On Wednesday, May 8, 2002, at 01:04 PM, [EMAIL PROTECTED] wrote:
We have a collection of about 800 documents each about 5 Kb in size. Upon indexing using the wildcard index, Xindice retrieves queries' using the Contains function in about 45-60 seconds, which is unacceptable by Internet standards. Is there a way to improve on this performance? We have tried indexing all elements, all attributes as well as specific elements only, with no success. Also, is there a way to delete an index (other than to delete and then recreate the collection)? We know from experience that Oracle retrieved similar queries using the Contains clause with 100 times more XML documents stored in CLOBS in less than 15 seconds using Oracle Intermedia.
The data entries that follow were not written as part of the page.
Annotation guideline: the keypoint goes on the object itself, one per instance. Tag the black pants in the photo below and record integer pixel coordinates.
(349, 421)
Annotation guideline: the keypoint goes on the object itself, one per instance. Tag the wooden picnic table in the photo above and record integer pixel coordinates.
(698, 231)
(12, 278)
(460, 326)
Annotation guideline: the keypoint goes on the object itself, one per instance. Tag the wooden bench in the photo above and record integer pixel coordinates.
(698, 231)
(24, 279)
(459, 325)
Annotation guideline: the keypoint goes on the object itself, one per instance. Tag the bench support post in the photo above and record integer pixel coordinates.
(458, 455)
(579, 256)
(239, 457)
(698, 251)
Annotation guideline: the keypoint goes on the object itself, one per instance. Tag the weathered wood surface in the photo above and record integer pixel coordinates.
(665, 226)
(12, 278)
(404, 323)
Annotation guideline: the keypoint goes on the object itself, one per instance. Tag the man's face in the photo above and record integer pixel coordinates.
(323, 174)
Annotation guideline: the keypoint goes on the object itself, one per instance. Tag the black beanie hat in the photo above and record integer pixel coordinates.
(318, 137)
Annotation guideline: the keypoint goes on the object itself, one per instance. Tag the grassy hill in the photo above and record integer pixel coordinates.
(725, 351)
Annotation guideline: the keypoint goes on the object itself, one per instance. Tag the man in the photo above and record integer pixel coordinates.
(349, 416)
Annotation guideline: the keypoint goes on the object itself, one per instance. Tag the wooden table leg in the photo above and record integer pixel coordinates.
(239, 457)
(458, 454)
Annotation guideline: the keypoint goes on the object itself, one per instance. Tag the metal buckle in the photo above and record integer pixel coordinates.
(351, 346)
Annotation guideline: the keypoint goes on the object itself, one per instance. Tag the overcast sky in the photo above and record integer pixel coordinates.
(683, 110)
Even if Xindice supported full text indexing, which it doesn't yet, contains() queries will *always* result in a collection scan because contains() is not a full text function, but rather, a substring function which requires all text to be scanned. Xindice is *not* a search engine, and though at some point we'll support searches on semi-structured data, for now you're better off just using grep if all you're doing is contains searches.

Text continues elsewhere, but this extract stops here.